Krisenkommunikation wird immer dann erleichtert, wenn bereits im Vorfeld Krisentrainings und das Simulieren von Krisenszenarien stattgefunden haben. Dies sind Pflichtaufgaben des Managements bzw. der Führung einer Organisation und müssen bereits durchdacht sein, wenn noch keine Anzeichen einer Krise in Sicht sind.

Wie beurteilen Sie danach die Kommunikation der deutschen katholischen Kirche in den o.g. Fällen?
Wenn man sich die Kommunikation zu den Missbrauchsfällen ansieht, kann man eine Vielzahl von Maßnahmen ausmachen. Schon 2002 gab es Leitlinien zu diesem Thema. Diese wurden aber scheinbar nicht konsequent verfolgt. Nachdem die Vielzahl der Fälle zur aktuellen Krise führte, wurde mit dem Trierer Erzbischof Ackermann ein „Besonderer Beauftragter“ benannt, der den Auftrag hat, die Prävention zu stärken. Es gab außerdem Erklärungen diverser Gremien, die sich zu diesem Thema äußerten. Außerdem wurde eine Hotline für Opfer eingerichtet. Das sind Maßnahmen, die dazu geeignet sind, verlorenes Vertrauen wieder herzustellen. Allerdings wurden die emotionalen Komponenten meines Erachtens bislang zu sehr außer Acht gelassen. Ein Umbruch und ein neuer Umgang mit der Thematik oder auch mit anderen kritischen Fragen sind noch nicht spürbar.

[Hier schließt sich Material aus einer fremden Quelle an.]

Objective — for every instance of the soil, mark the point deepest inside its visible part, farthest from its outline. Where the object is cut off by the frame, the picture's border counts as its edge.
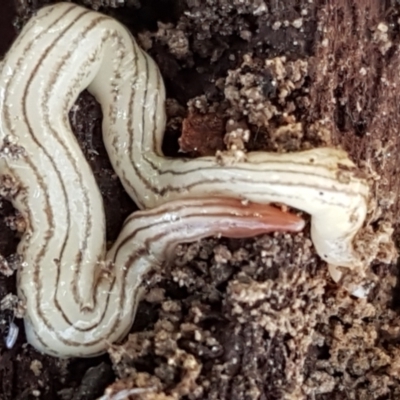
(258, 318)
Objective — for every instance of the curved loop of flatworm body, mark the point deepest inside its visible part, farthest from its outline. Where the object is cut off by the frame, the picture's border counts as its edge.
(61, 51)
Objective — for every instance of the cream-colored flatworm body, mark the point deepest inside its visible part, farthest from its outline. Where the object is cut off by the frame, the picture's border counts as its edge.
(62, 50)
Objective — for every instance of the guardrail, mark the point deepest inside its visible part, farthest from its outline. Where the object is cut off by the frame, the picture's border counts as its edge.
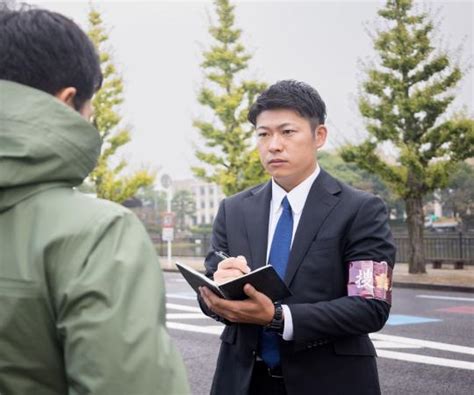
(446, 247)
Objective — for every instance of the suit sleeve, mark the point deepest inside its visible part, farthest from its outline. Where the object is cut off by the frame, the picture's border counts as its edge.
(368, 238)
(218, 243)
(111, 316)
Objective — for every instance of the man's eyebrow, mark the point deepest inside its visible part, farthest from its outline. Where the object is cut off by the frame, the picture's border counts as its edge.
(281, 126)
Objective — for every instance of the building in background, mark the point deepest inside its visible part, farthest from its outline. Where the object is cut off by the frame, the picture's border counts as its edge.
(207, 197)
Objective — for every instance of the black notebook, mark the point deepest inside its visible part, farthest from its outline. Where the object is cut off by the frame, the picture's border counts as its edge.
(264, 279)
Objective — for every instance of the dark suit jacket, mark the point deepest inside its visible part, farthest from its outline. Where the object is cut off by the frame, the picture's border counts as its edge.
(331, 352)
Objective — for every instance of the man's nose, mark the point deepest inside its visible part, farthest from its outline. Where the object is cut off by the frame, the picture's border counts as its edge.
(276, 143)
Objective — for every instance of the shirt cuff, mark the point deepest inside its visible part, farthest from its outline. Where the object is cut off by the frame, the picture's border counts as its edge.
(287, 323)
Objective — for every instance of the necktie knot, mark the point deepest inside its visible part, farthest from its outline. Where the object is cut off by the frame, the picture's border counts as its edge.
(286, 204)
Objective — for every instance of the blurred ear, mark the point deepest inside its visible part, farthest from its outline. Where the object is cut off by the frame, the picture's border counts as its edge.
(321, 134)
(67, 95)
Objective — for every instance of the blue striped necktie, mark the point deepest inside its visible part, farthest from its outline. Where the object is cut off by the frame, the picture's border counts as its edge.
(278, 258)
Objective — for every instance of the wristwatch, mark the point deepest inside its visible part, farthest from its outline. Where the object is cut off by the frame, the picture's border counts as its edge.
(276, 324)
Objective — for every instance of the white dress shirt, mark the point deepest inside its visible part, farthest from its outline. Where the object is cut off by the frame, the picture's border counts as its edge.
(297, 198)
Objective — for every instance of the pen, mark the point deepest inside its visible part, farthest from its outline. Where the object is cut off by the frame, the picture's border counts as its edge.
(221, 254)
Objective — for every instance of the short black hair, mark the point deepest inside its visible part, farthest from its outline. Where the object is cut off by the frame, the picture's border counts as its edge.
(293, 95)
(47, 51)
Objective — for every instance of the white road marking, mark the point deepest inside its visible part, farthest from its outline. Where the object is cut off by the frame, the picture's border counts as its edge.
(186, 316)
(423, 343)
(210, 329)
(381, 341)
(403, 356)
(190, 296)
(379, 344)
(458, 299)
(182, 307)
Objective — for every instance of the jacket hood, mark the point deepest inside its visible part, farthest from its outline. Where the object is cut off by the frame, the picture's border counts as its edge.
(42, 142)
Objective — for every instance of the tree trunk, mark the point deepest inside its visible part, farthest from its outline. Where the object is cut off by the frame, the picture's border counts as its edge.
(415, 221)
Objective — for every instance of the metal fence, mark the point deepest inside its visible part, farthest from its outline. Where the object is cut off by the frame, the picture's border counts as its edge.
(447, 246)
(455, 246)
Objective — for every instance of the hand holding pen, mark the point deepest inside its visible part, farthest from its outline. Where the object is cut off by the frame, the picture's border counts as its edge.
(230, 267)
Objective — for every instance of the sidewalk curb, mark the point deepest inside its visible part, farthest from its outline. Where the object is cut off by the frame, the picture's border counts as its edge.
(434, 287)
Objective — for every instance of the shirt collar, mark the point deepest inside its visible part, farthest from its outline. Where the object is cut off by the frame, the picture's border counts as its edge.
(297, 196)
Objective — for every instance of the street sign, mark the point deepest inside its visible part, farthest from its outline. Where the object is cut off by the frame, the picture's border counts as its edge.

In Zeiten von Krisen braucht man Köpfe, die personell die Verantwortung übernehmen und für einen neuen Anfang werben. Wie haben Sie das Führungspersonal der katholischen Kirche in der Krise erlebt?
Der Papst hielt sich in der Debatte in Deutschland zurück. Die deutsche Bischofskonferenz hat zunächst als oberstes Gremium agiert. Die Kirche ist allerdings in diesem Fall nicht anders als ein Unternehmen: wenn es kritisch wird, muss jemand aus der Führungsriege nach vorne und Rede und Antwort stehen. Die katholische Kirche hat schnell erkannt, dass sich eine ihrer Führungspersonen diesem Thema langfristig annehmen muss und Bischof Ackermann zum Sonderbeauftragten ernannt. Das war absolut richtig, denn eine glaubwürdige und charakterstarke Person hat hier bessere Chancen, Emotionen aufzufangen und kann auch einen neuen Umgang mit der Thematik besser verkörpern als ein „abstraktes“ Gremium.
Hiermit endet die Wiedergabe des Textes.